Exploring the mediation of DNA methylation across the epigenome between childhood adversity and First Episode of Psychosis – findings from the EU-GEI study

Abstract

Abstract Studies conducted in psychotic disorders have shown that DNA-methylation (DNAm) is sensitive to the impact of Childhood Adversity (CA). However, whether it mediates the association between CA and psychosis is yet to be explored. Epigenome-wide association studies (EWAS) using the Illumina Infinium-Methylation EPIC array in peripheral blood tissue from 366 First-episode of psychosis and 517 healthy controls was performed. Polyvictimization scores were created for abuse, neglect, and composite adversity with the Childhood Trauma Questionnaire (CTQ). Regressions examining (I) CTQ scores with psychosis; (II) with DNAm EWAS level and (III), then between DNAm and caseness, adjusted for a variety of confounders were conducted. Divide-Aggregate Composite-null Test for the composite null hypothesis of no mediation effect was conducted. Enrichment analyses were conducted with missMethyl package and the KEGG database. Our results show that CA was associated with psychosis (Composite: OR = 3.09; p = <0.001; abuse: OR = 2.95; p<0.001; neglect: OR = 3.25; p=<0.001). None of the CpG sites significantly mediated the adversity-psychosis association after Bonferroni correction (p<8.1x10-8).

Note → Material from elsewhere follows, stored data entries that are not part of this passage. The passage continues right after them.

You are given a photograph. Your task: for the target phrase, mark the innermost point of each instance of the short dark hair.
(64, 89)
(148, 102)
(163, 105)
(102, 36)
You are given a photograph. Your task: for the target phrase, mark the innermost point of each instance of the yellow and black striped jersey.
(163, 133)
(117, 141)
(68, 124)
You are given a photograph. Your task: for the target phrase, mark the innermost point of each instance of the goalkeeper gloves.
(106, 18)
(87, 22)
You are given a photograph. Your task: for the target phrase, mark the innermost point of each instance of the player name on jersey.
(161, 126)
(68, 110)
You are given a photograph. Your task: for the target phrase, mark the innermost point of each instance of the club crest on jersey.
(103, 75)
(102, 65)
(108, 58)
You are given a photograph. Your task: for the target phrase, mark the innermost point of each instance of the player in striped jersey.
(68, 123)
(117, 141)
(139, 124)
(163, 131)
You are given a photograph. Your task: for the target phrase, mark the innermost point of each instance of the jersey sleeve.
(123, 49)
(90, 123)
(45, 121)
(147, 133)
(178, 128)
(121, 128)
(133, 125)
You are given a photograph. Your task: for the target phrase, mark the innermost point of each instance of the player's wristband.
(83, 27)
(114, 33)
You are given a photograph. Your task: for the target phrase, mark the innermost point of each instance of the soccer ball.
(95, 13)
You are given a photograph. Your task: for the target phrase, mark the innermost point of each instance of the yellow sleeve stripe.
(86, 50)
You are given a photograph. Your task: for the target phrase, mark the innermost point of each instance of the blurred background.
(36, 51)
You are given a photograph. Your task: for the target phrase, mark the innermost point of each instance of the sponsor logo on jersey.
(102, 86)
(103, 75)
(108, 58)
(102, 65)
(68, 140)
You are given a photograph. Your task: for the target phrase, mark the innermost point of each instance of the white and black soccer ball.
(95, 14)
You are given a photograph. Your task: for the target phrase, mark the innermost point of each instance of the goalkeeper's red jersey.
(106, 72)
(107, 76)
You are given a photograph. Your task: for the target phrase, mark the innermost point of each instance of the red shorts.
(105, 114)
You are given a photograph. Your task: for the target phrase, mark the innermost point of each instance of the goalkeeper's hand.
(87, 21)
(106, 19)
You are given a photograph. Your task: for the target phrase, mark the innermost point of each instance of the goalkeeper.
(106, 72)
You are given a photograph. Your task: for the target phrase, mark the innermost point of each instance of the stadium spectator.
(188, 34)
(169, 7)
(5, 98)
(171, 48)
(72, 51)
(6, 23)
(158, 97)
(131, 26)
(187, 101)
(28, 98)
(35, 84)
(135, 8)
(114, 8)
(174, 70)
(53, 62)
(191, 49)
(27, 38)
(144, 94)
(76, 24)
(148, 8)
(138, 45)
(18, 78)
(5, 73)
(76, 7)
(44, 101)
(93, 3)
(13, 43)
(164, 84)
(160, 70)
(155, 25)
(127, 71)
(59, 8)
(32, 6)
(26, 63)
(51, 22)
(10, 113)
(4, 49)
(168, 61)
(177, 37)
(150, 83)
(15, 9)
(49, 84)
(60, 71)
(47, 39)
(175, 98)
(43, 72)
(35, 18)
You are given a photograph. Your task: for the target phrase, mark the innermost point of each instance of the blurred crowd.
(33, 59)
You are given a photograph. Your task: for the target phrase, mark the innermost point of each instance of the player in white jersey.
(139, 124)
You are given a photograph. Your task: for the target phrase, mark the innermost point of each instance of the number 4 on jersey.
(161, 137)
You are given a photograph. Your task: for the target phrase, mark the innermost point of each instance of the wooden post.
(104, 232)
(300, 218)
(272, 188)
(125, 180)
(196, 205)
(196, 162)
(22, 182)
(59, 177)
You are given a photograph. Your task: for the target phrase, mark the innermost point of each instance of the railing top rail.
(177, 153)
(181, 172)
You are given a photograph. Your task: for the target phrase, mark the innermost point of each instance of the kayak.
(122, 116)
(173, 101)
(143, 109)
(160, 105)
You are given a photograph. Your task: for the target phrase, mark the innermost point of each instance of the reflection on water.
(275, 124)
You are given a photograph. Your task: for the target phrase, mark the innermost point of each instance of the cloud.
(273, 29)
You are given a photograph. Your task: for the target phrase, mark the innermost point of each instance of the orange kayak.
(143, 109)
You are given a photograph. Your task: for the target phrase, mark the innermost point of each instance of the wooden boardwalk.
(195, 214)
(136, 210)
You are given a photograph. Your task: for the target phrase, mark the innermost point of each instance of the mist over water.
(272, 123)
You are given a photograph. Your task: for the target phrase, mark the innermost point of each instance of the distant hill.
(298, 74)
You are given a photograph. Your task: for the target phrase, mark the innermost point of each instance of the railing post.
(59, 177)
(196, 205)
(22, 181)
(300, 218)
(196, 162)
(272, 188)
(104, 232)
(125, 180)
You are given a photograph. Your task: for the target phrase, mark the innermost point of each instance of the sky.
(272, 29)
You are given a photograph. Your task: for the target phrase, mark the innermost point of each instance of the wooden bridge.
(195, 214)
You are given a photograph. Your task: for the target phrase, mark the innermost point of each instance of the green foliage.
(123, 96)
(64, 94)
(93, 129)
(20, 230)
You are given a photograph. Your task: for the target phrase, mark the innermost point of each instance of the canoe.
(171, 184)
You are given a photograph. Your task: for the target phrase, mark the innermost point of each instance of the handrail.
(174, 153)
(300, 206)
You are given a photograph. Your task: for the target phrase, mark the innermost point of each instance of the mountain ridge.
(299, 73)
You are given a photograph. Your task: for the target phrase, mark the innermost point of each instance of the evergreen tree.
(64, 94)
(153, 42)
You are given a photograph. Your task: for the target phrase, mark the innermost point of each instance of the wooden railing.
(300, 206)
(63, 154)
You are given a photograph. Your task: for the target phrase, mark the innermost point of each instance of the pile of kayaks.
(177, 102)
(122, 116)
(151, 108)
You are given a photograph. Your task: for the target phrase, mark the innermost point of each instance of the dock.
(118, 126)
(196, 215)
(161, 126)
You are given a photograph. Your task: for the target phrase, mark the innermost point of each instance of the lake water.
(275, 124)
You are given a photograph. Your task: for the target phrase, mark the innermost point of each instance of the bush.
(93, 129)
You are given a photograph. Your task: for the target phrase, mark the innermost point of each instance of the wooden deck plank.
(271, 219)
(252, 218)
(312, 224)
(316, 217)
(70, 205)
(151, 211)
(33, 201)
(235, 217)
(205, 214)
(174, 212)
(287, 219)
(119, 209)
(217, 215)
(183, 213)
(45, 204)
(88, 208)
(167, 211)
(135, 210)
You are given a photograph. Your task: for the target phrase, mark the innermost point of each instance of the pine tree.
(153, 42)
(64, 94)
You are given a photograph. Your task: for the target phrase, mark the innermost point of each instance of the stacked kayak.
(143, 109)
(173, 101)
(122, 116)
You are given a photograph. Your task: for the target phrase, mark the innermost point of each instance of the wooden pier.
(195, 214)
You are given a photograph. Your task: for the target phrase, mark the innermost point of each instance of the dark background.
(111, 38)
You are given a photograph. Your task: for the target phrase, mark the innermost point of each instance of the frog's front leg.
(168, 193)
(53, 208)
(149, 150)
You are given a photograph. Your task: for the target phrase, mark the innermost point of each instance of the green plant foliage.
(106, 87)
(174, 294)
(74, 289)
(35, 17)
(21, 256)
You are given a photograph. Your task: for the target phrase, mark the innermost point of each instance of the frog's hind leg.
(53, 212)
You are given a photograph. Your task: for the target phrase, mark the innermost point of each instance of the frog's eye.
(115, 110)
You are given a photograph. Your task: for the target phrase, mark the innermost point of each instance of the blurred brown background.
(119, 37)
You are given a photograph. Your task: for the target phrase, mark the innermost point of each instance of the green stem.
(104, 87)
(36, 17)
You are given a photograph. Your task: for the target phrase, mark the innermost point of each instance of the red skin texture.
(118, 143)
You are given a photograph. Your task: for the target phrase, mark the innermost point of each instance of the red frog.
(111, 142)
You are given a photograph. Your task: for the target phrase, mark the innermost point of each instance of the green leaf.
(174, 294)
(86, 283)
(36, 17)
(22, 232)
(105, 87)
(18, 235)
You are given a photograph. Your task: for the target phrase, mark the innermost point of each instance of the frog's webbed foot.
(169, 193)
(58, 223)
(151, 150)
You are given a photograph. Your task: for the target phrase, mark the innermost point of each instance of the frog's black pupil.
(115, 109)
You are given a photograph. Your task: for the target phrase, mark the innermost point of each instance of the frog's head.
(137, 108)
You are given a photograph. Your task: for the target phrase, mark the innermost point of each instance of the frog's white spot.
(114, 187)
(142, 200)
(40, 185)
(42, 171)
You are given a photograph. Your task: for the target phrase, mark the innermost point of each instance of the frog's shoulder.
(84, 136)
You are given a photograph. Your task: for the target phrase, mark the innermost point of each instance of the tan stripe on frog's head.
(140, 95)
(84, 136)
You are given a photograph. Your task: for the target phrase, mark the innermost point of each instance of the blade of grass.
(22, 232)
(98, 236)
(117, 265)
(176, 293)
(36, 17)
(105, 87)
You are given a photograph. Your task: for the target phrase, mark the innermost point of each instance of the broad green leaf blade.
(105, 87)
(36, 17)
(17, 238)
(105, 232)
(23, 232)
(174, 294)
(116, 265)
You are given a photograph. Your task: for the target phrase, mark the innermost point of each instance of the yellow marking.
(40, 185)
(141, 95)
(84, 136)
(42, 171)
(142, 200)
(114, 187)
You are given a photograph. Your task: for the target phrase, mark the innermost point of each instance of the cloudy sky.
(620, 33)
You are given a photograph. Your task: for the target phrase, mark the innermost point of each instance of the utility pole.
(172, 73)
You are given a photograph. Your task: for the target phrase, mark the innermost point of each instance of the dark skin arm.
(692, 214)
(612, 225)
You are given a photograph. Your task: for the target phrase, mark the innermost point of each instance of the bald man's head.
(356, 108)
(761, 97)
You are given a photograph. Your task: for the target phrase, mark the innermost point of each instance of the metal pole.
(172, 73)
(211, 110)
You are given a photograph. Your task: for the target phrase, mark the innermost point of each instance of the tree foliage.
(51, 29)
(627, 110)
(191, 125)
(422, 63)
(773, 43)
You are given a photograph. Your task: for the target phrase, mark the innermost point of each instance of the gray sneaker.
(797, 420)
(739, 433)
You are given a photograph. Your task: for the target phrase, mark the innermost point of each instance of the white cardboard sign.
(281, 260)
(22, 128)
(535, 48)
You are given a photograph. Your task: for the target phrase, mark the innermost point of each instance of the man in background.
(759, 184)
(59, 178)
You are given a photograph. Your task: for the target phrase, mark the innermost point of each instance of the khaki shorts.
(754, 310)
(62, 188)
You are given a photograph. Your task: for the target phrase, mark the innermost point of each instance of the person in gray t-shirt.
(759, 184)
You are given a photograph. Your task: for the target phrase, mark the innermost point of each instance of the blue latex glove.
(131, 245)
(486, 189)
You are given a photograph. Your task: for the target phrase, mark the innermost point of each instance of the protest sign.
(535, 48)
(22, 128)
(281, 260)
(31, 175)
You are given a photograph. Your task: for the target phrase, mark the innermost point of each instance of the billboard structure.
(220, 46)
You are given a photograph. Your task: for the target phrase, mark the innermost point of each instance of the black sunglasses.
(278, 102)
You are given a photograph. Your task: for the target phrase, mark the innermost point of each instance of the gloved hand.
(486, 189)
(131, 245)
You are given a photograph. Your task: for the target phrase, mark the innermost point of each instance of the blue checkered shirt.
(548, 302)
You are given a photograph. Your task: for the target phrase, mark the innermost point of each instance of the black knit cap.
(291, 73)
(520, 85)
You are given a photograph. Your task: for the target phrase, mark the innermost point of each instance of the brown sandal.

However, 28, 34 and 29 differentially methylated probes associated with 21, 27, 20 genes passed a less stringent discovery threshold (p<5x10-5) for composite, abuse, and neglect respectively, with a lack of overlap between abuse and neglect. These included genes previously associated with psychosis in EWAS studies, such as PANK1, SPEG TBKBP1, TSNARE1 or H2R. Downstream gene ontology analyses did not reveal any biological pathways that survived false discovery rate correction. Although at a non-significant level, DNAm changes in genes previously associated with schizophrenia in EWAS studies may mediate the CA-psychosis association. These results and associated involved processes such as mitochondrial or histaminergic dysfunction, immunity or neural signaling require replication in well-powered samples. Mediating genes were not associated with abuse and neglect, tentatively suggest differential biological trajectories linking CA subtypes and psychosis.